Israeli delegation departs Cairo as pressure mounts for Gaza ceasefire

Israeli delegation departs Cairo as pressure mounts for Gaza ceasefire

CAIRO
Israeli delegation departs Cairo as pressure mounts for Gaza ceasefire

An Israeli delegation left talks in Cairo to pause the Israel-Hamas war on Tuesday, Israeli and U.S. media reported.

Israeli intelligence chief David Barnea met CIA Director William Burns in the Egyptian capital for talks on a Qatari-brokered plan to temporarily halt fighting in Gaza.

The negotiations, which also involved Qatar's prime minister and Egyptian officials, were part of an intensifying effort to secure a ceasefire before Israel proceeds with a full-scale ground incursion into the southern city of Rafah, where more than half of the territory's population has fled.

Foreign governments and the United Nations have voiced increasingly frantic alarm about the possible civilian toll of such an assault, while Israel has vowed to press ahead with its campaign until it successfully eradicates Hamas from all of Gaza, including Rafah.

The Times of Israel reported citing an official in the Israeli prime minister's office that Israel's delegation had left Cairo on Tuesday night.

The Wall Street Journal reported citing officials familiar with the talks that Barnea's delegation had departed the Egyptian capital "without closing any of the major gaps in the negotiations."

Egyptian state-owned television channel Al Qahera reported citing a senior Egyptian official that the talks would continue for another three days.

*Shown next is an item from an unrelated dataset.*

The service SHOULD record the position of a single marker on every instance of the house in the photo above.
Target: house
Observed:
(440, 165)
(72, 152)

The same official said the talks had been mostly "positive," the television channel reported.

National Security Council spokesman John Kirby called the negotiations "constructive and moving in the right direction."

"Nothing is done until it is all done," he told reporters at the White House.

Ahead of the efforts to hammer out a truce, the Israeli campaign group Hostages and Missing Families Forum sent the Mossad chief a plea, saying the delegation must "not return without a deal."

Around half of the estimated 250 hostages taken by Hamas during the Oct. 7 attacks are still believed to be in Gaza. Israel says 29 of them are presumed dead.

At least 28,473 people, mostly women and children, have been killed in Israel's relentless bombardment and ground offensive in Hamas-run Gaza since then, according to the health ministry in the Palestinian territory.

 No safe place 

Israeli Prime Minister Benjamin Netanyahu has said Israel would provide "safe passage" to civilians trying to leave, but foreign governments, Gazans and aid groups have questioned where they could go.

"There is no place that is currently safe in Gaza," said U.N. spokesman Stephane Dujarric.

A report in the Wall Street Journal said Israel was proposing to create 15 campsites of around 25,000 tents each in southwestern Gaza as part of an evacuation plan.

It cited Egyptian officials saying the camps and field hospitals would be installed and administered by Egypt, although there has been no confirmation.

U.N. humanitarian chief Martin Griffiths warned Israel's planned military push into Rafah "could lead to slaughter".

As smoke was seen rising over Rafah, Al Jazeera said two of its journalists were severely wounded in an Israeli strike there.

Two other journalists with the broadcaster have been killed in the war, and its Gaza bureau chief Wael al-Dahdouh was wounded.

Israel's military said Tuesday that three more soldiers had been killed in Gaza, taking its losses to 232 since ground operations began on Oct. 27.

It also said its forces had killed more than 30 "terrorists" in Khan Yunis, southern Gaza's largest city, which has seen heavy fighting in recent weeks.

On a visit to the Gaza border, army chief Herzi Halevi said Israel's military was "preparing for the fighting to continue for a long time."

"If we do not continue to strike Hamas with determination, it will be difficult to bring back the hostages," he said.

Israel's military released a video Tuesday that it said was from a security camera and showed Gaza's Hamas chief and family members in a tunnel on Oct. 10.

"The footage shows the leader of Hamas and mass murderer, Yahya Sinwar, fleeing with his children and one of his wives," army spokesman Daniel Hagari said. AFP was unable to independently verify the footage.

The war's impact has been felt widely, with violence involving Iran-backed allies of Hamas surging across the Middle East.

Lebanon's Hezbollah has traded near-daily fire with Israel since the war began.

On Tuesday the head of the Iran-backed movement, Hassan Nasrallah, said the cross-border fire would stop only "when the attack on Gaza stops."